Man vs Software

Dah lama ga update blog ini 😀

Yup sekarang saya mau bahas tentang SON yaitu Self Organizing Network. Its about automatic software.

Saya jadi ingat dulu pertama kali bekerja di dunia telekomunikasi, kami diberi tugas oleh koordinator kami untuk membuat program menggunakan Macro VB Excel. Latar belakangnya adalah kami punya rutinitas kerjaan dan tugas yang berulang setiap waktu dan hari. Dan koordinator kami mempunyai ide bagaimana menekan pengulangan kerjaan secara manual digantikan program yang mengeksekusi rutinitas itu secara otomatis dan jauh lebih cepat dengan hanya menekan tombol setelah mempersiapkan input! Pekerjaan jauh lebih cepat, efisien, efektif, bahkan mengurangi kesalahan atau error. Kata kuncinya disini adalah : Cepat dan Error Reduction yang berujung pada Cost Efficiency dan Kredibilitas. Saya berterima kasih kepada jasa koordinator itu, dalam kerjaan saya selanjutnya ilmu ini sangat membantu.

SON

Nah SON ini saya pikir sama persis idenya dengan latar belakang diatas, dan SON bener-bener akan sangat powerful ketika sistemnya sudah lengkap dan sempurna nantinya. Beberapa fungsinya misalnya:

  • Paramater Consistency Check
  • Automatic Neighbor Relation
  • Layer Management System
  • Reuse Code Optimization
  • Coverage and Capacity Optimization
  • Load Balancing
  • Mobility Robustness
  • Automatic Parameter Optimization
  • Carrier Aggregation Optimization
  • VOLTE Optimization
  • dan masih banyak lagi..

SON diagram

 

Input untuk SON adalah parameter fisik seperti tinggi antenna, azimuth, tilting, dikombinasikan dengan counter-counter dari network yang disimpan dalam sebuah database juga parameter-parameter dari sebuah system. Sebuah program kemudian akan berjalan dalam sebuah server yang kemudian melakukan komputasi berdasarkan input-input ini. Analisis yang dulu dilakukakan manual oleh manusia kini bisa dilakukan lebih cepat, komprehensif dan masif dan menghasilkan ouput rekomendasi yang bisa diterapkan ke sistem menghasilkan sistem dan network yang lebih baik. Keterbatasannya adalah computing power dan input, karna dalam sistem otomatis seperti ini prinsipnya adalah Garbage In Garbage Out, inputan sampah keluarannya juga sampah.

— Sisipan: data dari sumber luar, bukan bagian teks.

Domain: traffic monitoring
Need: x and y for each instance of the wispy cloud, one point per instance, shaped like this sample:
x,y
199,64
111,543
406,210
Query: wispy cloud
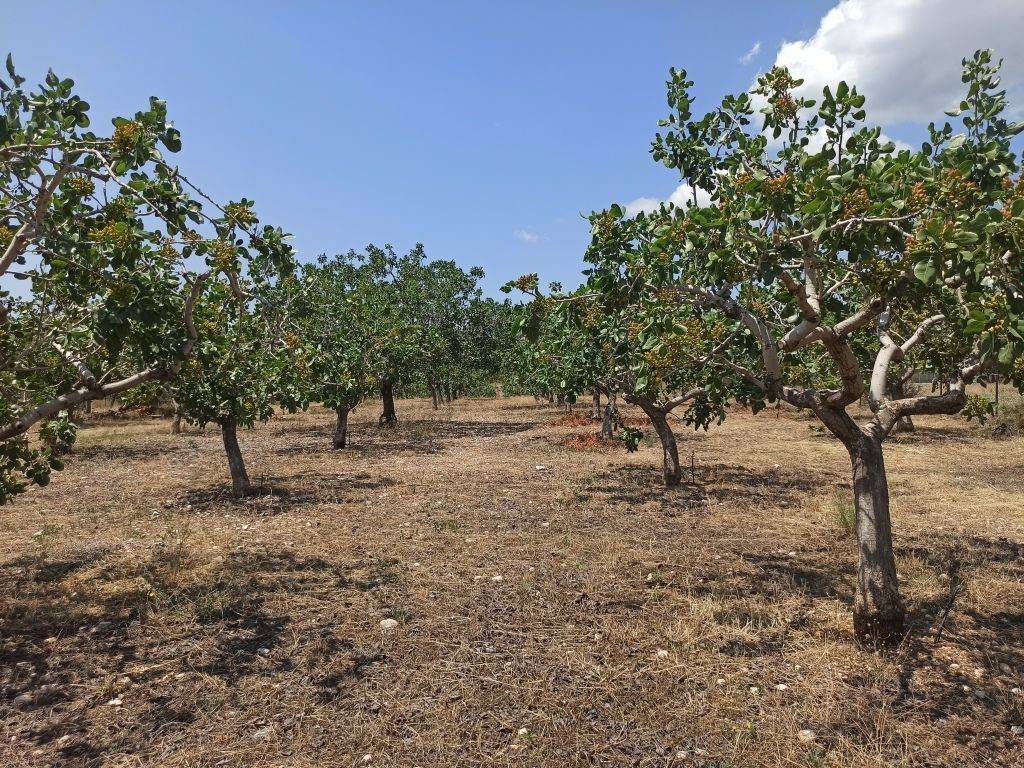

Ya, sebagai tenaga kerja, persaingan kita kini tidak terbatas pada sesama tenaga kerja tapi juga dengan mesin dan software 😀 Fungsi manusia sekarang tinggal decision maker, desain, dan penginput. Jadi untuk tetap eksis sepertinya kita harus siap jadi decision maker, desainer, dan inputer yang mau ga mau harus ngerti alur cara berpikir dan komputasi SON juga output yang benar.

Dan saya yakin fungsi manusia yang di-disrupt oleh software tidak hanya terjadi di bidang telekomunikasi tapi juga di semua bidang.

Sudah siapkah kita bersaing dengan mesin dan software?